Transformer les propositions pédagogiques impériales
La pratique de l’éducation physique, telle qu’elle se déploie dans les cours d’école, se distingue pourtant de ces théories, elles-mêmes discutées par les enseignants et experts africains.
Les rapports d’inspection scolaire, en Gold Coast ou en Côte d’Ivoire, insistent sur l’important décalage entre ces textes programmatiques et leur application. D’une part, les enseignants se préoccupent souvent bien peu de ces questions morales. D’autre part, il est fréquent que les cours d’éducation physique soient déconsidérés par les enseignants comme les élèves. Ils leur préfèrent les matières classiques, bien plus importantes pour accéder à une éventuelle scolarité supérieure et à une position professionnelle avantageuse (employés de bureau, enseignants). À ce titre, les récriminations des défenseurs de l’éducation physique sont paradoxales.

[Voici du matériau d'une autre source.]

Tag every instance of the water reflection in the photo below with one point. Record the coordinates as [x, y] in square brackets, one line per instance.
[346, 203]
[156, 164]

Ils déplorent la dévalorisation d’une discipline à laquelle ils accordent un grand prix, mais qui n’a qu’un faible intérêt pour accomplir le parcours scolaire idéal qu’ils participent eux-mêmes à promouvoir.

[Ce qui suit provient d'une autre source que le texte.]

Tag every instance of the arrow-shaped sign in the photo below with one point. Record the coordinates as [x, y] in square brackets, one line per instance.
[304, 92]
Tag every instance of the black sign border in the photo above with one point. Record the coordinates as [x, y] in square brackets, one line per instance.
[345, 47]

Parallèlement l’expertise en éducation physique est revendiquée par un nombre croissant d’enseignants originaires des colonies, particulièrement en Gold Coast. À partir des années 1930, nombre d’entre eux suivent une formation spécialisée en Grande-Bretagne, avant de revenir enseigner dans des centres de formation d’enseignants ou des établissements secondaires réputés. En 1955, 135 spécialistes (dont 14 femmes) ont suivi des formations avancées, en Grande-Bretagne ou en Gold Coast, via un cursus spécialisé de deux ans. Ces spécialistes nouvellement formés (comme Edward Teye-Botchway, Betty Okine ou Robert T. Orleans-Pobee) prennent une part grandissante dans les débats sur l’éducation physique. Ils s’investissent dans les réformes successives qui régissent cette discipline et occupent des postes clés au sein de l’administration. Pendant les années 1950, certains d’entre eux débattent de l’opportunité d’africaniser cet enseignement et de s’appuyer sur des activités physiques et sportives locales. Ils développent aussi des curriculums différenciés selon le sexe des élèves. Ces intellectuels et enseignants africains participent au bouillonnement intellectuel et politique qui secoue le Ghana, en passe d’acquérir son indépendance en 1957.

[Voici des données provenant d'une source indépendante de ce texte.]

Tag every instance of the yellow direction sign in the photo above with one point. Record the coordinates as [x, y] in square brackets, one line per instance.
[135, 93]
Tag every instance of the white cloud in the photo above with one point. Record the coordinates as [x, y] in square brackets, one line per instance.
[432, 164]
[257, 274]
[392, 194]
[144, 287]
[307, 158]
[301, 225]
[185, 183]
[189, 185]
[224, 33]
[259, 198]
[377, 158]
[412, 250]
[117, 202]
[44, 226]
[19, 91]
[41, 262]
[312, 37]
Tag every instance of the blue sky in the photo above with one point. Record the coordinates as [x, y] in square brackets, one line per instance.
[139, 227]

Avec les indépendances, l’éducation physique et sportive conserve sa charge idéologique. Plutôt que des sujets de l’empire, les pédagogues africains éduquent dorénavant des jeunes citoyens. Mais les experts réinvestissent aussi les débats coloniaux sur les dangers du sport féminin et sur l’apprentissage de la discipline. En parallèle, un nouveau débat émerge : la détection et la formation de futurs champions capables de représenter dignement leur pays à l’étranger.